Ben felt a sharp prick in his upper arm as the needle lanced deep into his flesh. He muttered something incomprehensible, then closed his eyes and went limp on the deck.
CHAPTER TWENTY-THREE
Ben awoke with a gasp. His arm shot out to grab the fallen shotgun that his senses told him was just a couple of feet away across the deck.
But something was wrong. It wasn’t the solid timbers of the Santa Clara under him, but the soft, dry fabric of a car seat. Shaking his head to clear his blurry vision, he looked up and dimly recognised the figure of Jack Brewster turning round to speak to him from the front passenger seat.
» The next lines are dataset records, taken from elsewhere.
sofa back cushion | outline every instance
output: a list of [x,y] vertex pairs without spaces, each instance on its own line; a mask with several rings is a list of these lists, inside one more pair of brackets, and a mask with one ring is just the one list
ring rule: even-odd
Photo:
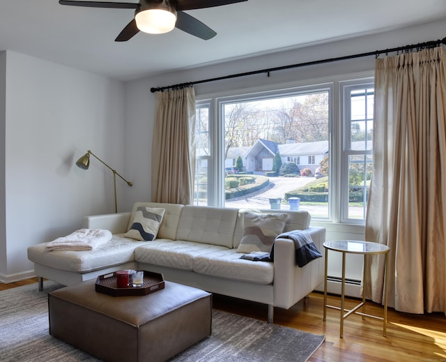
[[165,210],[164,215],[158,229],[157,239],[175,240],[181,211],[184,205],[163,202],[135,202],[132,211],[135,211],[141,206],[164,209]]
[[238,213],[237,209],[186,205],[176,239],[232,248]]
[[240,240],[243,236],[243,216],[245,212],[256,212],[262,213],[286,213],[288,214],[285,228],[284,232],[289,232],[291,230],[303,230],[309,227],[311,216],[307,211],[288,211],[288,210],[252,210],[240,209],[237,216],[237,223],[236,225],[236,230],[234,232],[233,248],[238,248]]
Only then did Ben register the presence of the other two men in the vehicle: the guy wedged up against him in the back, and the driver speeding the car along a dark road.
‘Sorry about the tranquilliser,’ Brewster said. ‘Couldn’t have you taking down any more of my men. The effects will wear off by the time we get you to the plane.’
‘Where are you taking …’ Ben managed to mumble before the drowsiness sucked him back under again. The next time he regained consciousness, he was being hauled out of the back of the car. Two men steadied him by the arms as they walked him across tarmac to a building. He felt himself being shoved through a door and made to sit at a bare table. The two men left the room and locked the door behind them.
It was inside that tiny, stark room that Ben’s senses slowly returned over the next thirty minutes or so. By the time he heard the door being unlocked and the two men came back to collect him, he was fully alert and on his feet.
‘I don’t suppose it would do me any good to ask where we’re going?’ he said as they led him down a corridor.
No reply. One of the men pushed open a door and Ben found himself looking out across a stretch of taxiway at a sleek white Gulfstream jet.
‘I forgot my passport,’ Ben said, stepping out into the night air.
‘Move,’ said the other man.
The jet’s passenger cabin was quite empty, and looked more like a long, narrow luxury conference room than the interior of an aircraft. The moment Ben was on board, his escorts disappeared. A smiling hostess offered him soft drinks, which he turned down, and motioned him towards one of the very few seats, which he grudgingly sat in. He’d given up asking where they were going.
Minutes later, the jet began its taxi towards the main runway. Ben felt the rush as the aircraft soared upwards, and watched the lights of Grand Cayman grow tiny in the porthole by his seat.
Once the plane had levelled off to cruising altitude, a curtain swished aside and Ben’s old friend Jack Brewster appeared. ‘You might like to follow me,’ he said with a lopsided smirk. ‘Someone wants to talk to you.’